Espuma dos dias — Trump silenciosamente limpa o caminho para o Cibercab (táxi cibernético sem condutor) de Musk . Por Caleb Ecarma

Seleção e tradução de Francisco Tavares

5 min de leitura

Trump silenciosamente limpa o caminho para o Cibercab (táxi cibernético sem condutor) de Musk

“Seria maravilhoso os Estados Unidos terem um conjunto nacional de regras para a condução autónoma”

Por Caleb Ecarma

Publicado por  em 16 de Julho de 2026 (original aqui)

 

Há quatro anos, Elon Musk admitiu que a Tesla, a sua empresa automotiva, valeria “basicamente zero” se não conseguisse oferecer uma verdadeira tecnologia de condução autónoma.

Desde então, Musk, presidente-executivo e maior acionista da Tesla, instruiu a empresa a investir dezenas de bilhões de dólares em pesquisa, desenvolvimento e hardware de condução autónoma especulativa. Recentemente, a Tesla usou a sua Gigafábrica no Texas para produzir dezenas de Cybercabs, um modelo sem motorista que a empresa atualmente não pode vender ou implantar em vias públicas.

No entanto, a administração Trump está agora a mover-se para cumprir a lista de desejos regulatórios necessária para o sonho de condução autónoma de Musk — nomeadamente ações desregulatórias que abririam caminho para que as montadoras abandonassem os controles manuais e os recursos de segurança tradicionalmente necessários.
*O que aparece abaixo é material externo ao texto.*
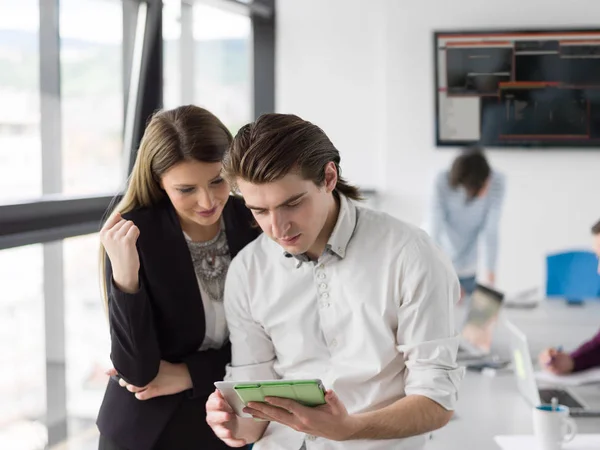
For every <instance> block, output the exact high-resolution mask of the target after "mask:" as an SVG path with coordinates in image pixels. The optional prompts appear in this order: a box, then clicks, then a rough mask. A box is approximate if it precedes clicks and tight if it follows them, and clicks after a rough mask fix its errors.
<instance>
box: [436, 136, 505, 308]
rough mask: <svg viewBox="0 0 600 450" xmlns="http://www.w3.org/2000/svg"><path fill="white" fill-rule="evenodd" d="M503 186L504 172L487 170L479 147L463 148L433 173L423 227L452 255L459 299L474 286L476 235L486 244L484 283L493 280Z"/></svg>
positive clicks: (490, 285)
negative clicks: (431, 188) (448, 166)
mask: <svg viewBox="0 0 600 450" xmlns="http://www.w3.org/2000/svg"><path fill="white" fill-rule="evenodd" d="M504 191H505V178H504V175H502V174H501V173H499V172H497V171H495V170H492V169H491V167H490V165H489V164H488V161H487V159H486V158H485V156H484V154H483V150H482V149H481V148H479V147H473V148H467V149H464V150H463V151H462V153H461V154H460V155H459V156H458V157H457V158H456V159H455V160H454V162H453V163H452V166H451V168H450V170H444V171H442V172H441V173H439V174H438V175H437V176H436V178H435V185H434V190H433V196H432V199H431V204H430V208H429V209H430V212H429V214H430V217H429V220H428V230H427V231H428V232H429V234H430V235H431V237H432V238H433V240H434V241H435V242H437V243H438V245H439V246H440V247H441V248H442V249H443V250H444V251H445V252H446V253H447V254H448V256H449V257H450V258H451V260H452V263H453V264H454V269H455V270H456V273H457V275H458V277H459V281H460V286H461V298H462V297H463V296H465V295H471V294H472V293H473V291H474V290H475V286H476V280H477V266H478V243H479V239H480V238H481V239H482V240H483V244H484V253H485V268H486V272H487V273H486V279H485V282H486V283H487V284H489V285H490V286H493V285H495V282H496V263H497V259H498V224H499V222H500V214H501V211H502V203H503V201H504Z"/></svg>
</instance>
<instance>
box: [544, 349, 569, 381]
mask: <svg viewBox="0 0 600 450" xmlns="http://www.w3.org/2000/svg"><path fill="white" fill-rule="evenodd" d="M538 360H539V363H540V366H541V367H542V369H544V370H547V371H548V372H551V373H553V374H555V375H565V374H567V373H571V372H573V367H574V363H573V358H571V355H569V354H568V353H563V352H562V351H560V350H557V349H555V348H547V349H546V350H544V351H543V352H542V353H540V356H539V358H538Z"/></svg>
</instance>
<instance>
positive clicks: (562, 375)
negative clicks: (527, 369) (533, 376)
mask: <svg viewBox="0 0 600 450" xmlns="http://www.w3.org/2000/svg"><path fill="white" fill-rule="evenodd" d="M535 379H536V380H537V381H538V383H544V384H551V385H555V386H581V385H583V384H593V383H600V367H598V368H595V369H589V370H584V371H583V372H576V373H571V374H569V375H554V374H552V373H550V372H544V371H541V372H536V373H535Z"/></svg>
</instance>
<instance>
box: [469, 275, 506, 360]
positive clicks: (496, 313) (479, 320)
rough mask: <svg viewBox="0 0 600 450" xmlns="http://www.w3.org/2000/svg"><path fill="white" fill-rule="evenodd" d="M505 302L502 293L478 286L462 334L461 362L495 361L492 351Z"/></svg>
mask: <svg viewBox="0 0 600 450" xmlns="http://www.w3.org/2000/svg"><path fill="white" fill-rule="evenodd" d="M503 301H504V294H503V293H502V292H499V291H497V290H495V289H492V288H489V287H487V286H483V285H481V284H477V286H476V287H475V290H474V291H473V294H471V298H470V303H469V309H468V311H467V314H466V318H465V321H464V323H463V326H462V329H461V333H460V344H459V347H458V360H459V361H468V360H472V359H485V358H491V359H495V358H493V357H492V355H490V351H491V348H492V337H493V335H494V329H495V327H496V324H497V322H498V315H499V314H500V309H501V307H502V302H503Z"/></svg>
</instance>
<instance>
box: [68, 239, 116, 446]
mask: <svg viewBox="0 0 600 450" xmlns="http://www.w3.org/2000/svg"><path fill="white" fill-rule="evenodd" d="M99 246H100V240H99V237H98V234H97V233H95V234H91V235H87V236H78V237H74V238H69V239H65V240H64V241H63V256H64V281H65V283H64V297H65V354H66V360H67V364H66V382H67V415H68V417H69V436H70V437H71V438H72V437H75V436H77V435H80V434H82V433H86V432H87V431H88V430H90V429H94V430H95V428H96V427H95V425H94V424H95V422H96V417H97V416H98V410H99V409H100V404H101V403H102V398H103V397H104V391H105V389H106V383H107V382H108V376H107V375H105V371H106V370H107V369H109V368H110V367H112V365H111V362H110V333H109V328H108V321H107V319H106V314H105V312H104V307H103V300H102V298H101V290H100V282H99V277H98V270H99V267H98V262H99V257H98V255H99Z"/></svg>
Mudanças estas que acomodariam a falta de volante, espelhos e pedais de freio e aceleração do Cybercab.

A par das desregulamentações está uma iniciativa do departamento dos Transportes (DOT) destinada a estabelecer um quadro uniforme para avaliar a segurança dos sistemas de condução autónoma a nível federal.

Musk-que desembolsou 290 milhões de dólares para ajudar a eleger Donald Trump em 2024 e outros 85,1 milhões de dólares neste ciclo, apoiando amplamente os Republicanos do Congresso — há muito faz lobby por um quadro nacional semelhante. De acordo com Musk, o atual sistema fragmentado, no qual estados e cidades individuais decidem se os sistemas de direção automatizados são suficientemente seguros para serem implantados em vias públicas, é o culpado pelo lento lançamento do chamado serviço de transporte Robotaxi da Tesla.

O esforço do DOT para criar um padrão federal de segurança para sistemas autónomos e afrouxar os requisitos de segurança dos veículos para permitir veículos autónomos como o Cybercab da Tesla foram incluídos no “plano regulatório 2026 da Casa Branca e na Agenda unificada de ações reguladoras e Desreguladoras federais”. A agenda, um documento massivo divulgado discretamente na semana passada, propunha eliminar ou enfraquecer centenas de regulamentações federais.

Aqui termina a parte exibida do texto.